# If every tangent line of a curve passes through a point, it is a line

1. Sep 28, 2011

### demonelite123

If every tangent line of some curve B(s) which has the unit speed parametrization passes through a fixed point P, then the curve B(s) must be a line.

As a hint, my book says p = B(s) + r(s)B'(s) where r(s) is some function.

so i have that any tangent line L(t) = B(s) + t B'(s) and for some t, L(t) = p = B(s) + r(s)B'(s). i am having trouble continuing with this problem. i cannot think of anything else to do. could someone give me a hint or two on how to proceed? thanks!

2. Sep 28, 2011

### lavinia

Here are two ideas.

- To use your equation recall that the acceleration of a unit speed curve must be perpendicular to the curve.

- Pick two points on the curve and draw the two lines from these two points to the fixed point,p. These lines are tangent to the curve and form a cone. Show that the entire curve must lie inside this cone.

Last edited: Sep 28, 2011
3. Sep 29, 2011

### demonelite123

hi, using your suggestion i differentiated the equation p = B(s) + r(s)B'(s) on both sides to get:
0 = B'(s) + r'(s)B'(s) + r(s)B''(s) and since |B'(s)| = 1, B'(s) * B''(s) = 0 so i take the dot product of B''(s) on both sides to get: 0 = r(s)|B''(s)|2. now if r(s) is equal to 0 for all s, then it is the trivial case of a line p + sv where v = 0. if r(s) is not equal to 0 for any s then i can divide both sides by it and i end up with |B''(s)| = 0 which means B''(s) is the zero vector or that B'(s) is a constant and that B(s) = p + sv where v = B'(s).

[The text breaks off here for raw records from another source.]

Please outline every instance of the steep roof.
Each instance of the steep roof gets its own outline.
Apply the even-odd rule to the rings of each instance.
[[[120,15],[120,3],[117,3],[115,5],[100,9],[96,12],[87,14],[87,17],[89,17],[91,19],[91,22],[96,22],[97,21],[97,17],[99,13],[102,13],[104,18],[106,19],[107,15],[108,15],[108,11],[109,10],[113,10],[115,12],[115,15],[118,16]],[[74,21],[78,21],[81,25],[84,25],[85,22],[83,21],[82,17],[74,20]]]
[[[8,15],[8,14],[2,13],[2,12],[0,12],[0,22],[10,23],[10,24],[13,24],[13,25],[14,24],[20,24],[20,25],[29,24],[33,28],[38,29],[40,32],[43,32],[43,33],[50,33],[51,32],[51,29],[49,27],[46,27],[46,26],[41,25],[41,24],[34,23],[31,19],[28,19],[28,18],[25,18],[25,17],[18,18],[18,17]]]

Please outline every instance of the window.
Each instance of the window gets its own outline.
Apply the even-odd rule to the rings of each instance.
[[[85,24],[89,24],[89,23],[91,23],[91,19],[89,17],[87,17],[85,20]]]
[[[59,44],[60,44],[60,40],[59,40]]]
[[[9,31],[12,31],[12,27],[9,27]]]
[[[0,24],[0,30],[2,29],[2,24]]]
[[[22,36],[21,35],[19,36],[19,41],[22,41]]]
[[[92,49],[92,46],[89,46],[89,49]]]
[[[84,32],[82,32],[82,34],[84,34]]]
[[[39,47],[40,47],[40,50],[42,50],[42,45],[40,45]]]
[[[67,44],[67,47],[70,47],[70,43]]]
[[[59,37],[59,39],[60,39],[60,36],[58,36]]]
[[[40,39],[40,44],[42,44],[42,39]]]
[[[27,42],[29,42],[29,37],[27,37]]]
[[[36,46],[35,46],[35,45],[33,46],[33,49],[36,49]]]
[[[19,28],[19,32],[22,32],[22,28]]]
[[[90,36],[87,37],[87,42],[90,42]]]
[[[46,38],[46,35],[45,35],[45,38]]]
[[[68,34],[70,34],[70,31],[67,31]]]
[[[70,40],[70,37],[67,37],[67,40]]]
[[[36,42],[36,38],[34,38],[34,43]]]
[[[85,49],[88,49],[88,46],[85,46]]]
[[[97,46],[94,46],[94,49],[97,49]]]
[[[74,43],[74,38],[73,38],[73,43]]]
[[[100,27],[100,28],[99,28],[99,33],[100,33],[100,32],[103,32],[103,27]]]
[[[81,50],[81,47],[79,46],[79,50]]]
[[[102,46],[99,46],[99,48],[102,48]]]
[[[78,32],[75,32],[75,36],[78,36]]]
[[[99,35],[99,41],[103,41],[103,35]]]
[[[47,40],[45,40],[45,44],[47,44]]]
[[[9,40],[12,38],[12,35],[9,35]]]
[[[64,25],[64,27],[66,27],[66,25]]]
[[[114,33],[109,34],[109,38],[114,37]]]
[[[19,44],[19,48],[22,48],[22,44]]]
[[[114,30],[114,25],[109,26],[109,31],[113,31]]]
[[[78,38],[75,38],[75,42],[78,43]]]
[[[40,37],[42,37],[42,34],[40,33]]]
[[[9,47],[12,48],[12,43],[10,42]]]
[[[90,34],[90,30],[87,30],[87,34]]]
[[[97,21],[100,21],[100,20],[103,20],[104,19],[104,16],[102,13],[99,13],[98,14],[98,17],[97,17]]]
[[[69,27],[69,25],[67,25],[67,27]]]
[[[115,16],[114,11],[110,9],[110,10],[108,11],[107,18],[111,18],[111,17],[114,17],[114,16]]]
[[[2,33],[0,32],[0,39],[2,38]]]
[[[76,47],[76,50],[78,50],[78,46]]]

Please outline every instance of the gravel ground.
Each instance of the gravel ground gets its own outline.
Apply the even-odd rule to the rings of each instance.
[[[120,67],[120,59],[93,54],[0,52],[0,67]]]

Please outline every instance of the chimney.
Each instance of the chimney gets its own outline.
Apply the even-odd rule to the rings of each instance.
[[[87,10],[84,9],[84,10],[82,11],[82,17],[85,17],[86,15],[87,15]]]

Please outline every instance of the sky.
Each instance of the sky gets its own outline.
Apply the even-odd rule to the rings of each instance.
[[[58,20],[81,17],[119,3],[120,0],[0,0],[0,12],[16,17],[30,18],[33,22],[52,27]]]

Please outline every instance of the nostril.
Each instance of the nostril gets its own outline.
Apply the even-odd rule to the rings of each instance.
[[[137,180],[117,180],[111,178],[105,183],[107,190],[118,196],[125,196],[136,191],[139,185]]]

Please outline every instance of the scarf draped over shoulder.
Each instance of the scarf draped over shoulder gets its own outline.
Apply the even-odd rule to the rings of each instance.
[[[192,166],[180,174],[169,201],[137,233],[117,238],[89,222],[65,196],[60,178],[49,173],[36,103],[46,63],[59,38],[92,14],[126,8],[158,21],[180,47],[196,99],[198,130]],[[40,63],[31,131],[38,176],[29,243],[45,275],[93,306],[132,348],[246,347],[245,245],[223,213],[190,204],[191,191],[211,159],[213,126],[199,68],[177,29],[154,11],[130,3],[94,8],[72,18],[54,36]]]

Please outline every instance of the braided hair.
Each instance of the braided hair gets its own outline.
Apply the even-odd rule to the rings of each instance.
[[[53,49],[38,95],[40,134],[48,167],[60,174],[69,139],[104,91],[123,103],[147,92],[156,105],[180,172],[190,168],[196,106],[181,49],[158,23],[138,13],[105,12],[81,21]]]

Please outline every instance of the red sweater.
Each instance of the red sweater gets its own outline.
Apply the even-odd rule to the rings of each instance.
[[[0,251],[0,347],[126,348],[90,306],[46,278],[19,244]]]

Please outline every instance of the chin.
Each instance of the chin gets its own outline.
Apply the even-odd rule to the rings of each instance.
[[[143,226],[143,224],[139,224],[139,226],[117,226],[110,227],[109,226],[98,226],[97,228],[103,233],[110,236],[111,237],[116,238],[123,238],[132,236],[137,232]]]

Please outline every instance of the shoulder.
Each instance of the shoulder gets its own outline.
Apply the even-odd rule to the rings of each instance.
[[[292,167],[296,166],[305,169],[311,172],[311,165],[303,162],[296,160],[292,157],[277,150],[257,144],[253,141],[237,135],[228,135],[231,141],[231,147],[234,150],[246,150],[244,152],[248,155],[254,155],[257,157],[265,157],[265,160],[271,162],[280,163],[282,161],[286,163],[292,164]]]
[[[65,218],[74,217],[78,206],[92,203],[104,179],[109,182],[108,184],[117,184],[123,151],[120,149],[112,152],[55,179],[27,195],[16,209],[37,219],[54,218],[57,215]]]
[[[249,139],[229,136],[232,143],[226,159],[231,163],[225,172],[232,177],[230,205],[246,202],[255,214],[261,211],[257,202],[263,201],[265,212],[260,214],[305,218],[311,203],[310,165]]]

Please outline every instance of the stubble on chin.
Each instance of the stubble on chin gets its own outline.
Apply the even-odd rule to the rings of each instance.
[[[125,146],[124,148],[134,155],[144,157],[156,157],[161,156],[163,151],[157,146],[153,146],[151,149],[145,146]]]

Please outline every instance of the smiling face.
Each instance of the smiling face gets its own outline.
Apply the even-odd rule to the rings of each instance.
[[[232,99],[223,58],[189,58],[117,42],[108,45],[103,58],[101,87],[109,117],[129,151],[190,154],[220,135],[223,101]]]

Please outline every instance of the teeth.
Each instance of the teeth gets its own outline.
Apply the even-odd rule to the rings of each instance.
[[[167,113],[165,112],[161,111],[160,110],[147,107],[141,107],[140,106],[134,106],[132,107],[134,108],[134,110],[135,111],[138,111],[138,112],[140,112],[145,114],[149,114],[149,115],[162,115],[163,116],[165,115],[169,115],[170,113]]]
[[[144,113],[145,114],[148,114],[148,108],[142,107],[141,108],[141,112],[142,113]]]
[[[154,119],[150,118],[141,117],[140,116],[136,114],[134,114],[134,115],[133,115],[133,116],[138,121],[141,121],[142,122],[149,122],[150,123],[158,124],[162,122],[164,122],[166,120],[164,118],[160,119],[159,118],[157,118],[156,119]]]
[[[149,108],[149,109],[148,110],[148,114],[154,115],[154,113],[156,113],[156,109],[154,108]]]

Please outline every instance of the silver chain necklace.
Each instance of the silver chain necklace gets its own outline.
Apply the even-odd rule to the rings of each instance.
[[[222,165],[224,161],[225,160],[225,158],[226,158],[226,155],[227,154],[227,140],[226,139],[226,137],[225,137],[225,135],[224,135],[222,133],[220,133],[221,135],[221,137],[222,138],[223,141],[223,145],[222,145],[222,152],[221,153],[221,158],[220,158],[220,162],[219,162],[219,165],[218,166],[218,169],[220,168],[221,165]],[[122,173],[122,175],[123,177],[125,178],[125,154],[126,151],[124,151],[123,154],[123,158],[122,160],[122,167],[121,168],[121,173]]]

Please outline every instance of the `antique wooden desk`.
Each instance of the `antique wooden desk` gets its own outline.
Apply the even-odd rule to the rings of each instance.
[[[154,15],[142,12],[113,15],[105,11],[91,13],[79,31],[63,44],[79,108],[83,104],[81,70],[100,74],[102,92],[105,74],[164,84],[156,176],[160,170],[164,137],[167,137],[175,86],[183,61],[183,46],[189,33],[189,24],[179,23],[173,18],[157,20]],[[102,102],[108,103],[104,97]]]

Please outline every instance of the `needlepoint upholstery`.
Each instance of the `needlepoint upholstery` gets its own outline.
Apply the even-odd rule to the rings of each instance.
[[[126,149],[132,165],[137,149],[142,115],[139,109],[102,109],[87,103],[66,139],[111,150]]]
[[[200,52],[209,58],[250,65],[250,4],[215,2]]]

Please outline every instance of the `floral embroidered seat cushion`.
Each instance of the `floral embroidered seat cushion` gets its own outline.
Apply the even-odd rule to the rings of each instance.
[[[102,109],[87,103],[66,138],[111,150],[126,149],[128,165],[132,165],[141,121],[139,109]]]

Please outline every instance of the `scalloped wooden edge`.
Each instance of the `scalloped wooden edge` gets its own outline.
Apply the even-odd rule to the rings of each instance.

the only trouble i'm having is the case when r(s) is 0 for only some values of s. Then p must be some point on the curve itself. I argue that in order for every tangent line to pass through p, they must all be parallel to the tangent line that passes through p itself. however this is more of an intuitive thought and i don't really have a rigorous justification for it. what can be used to prove the statement in this case when r(s) is 0 for only some values of s?

4. Sep 30, 2011

### Bacle

I think you can also use the Frenet-Serret frames to conclude that the curvature of the
curve is identically zero. May be a good idea to translate/shift the curve so that it goes
thru the origin.

EDIT: I know that to use Frenet-Serret frames we need to have non-trivial curvature;
the idea was to get a contradiction by assuming we have a curve with non-trivial torsion
and curvature (a line having both equal to zero), and then arriving at a contradiction, but
I have not been able to get much from this yet; I'll try for a while longer.

Last edited: Sep 30, 2011
5. Oct 5, 2011

### mathwonk

for a counter example in characteristic p algebraic geometry google "strange curves".

6. Oct 7, 2011

### mathwonk

i.e. in characteristic 2, a conic can have concurrent tangents.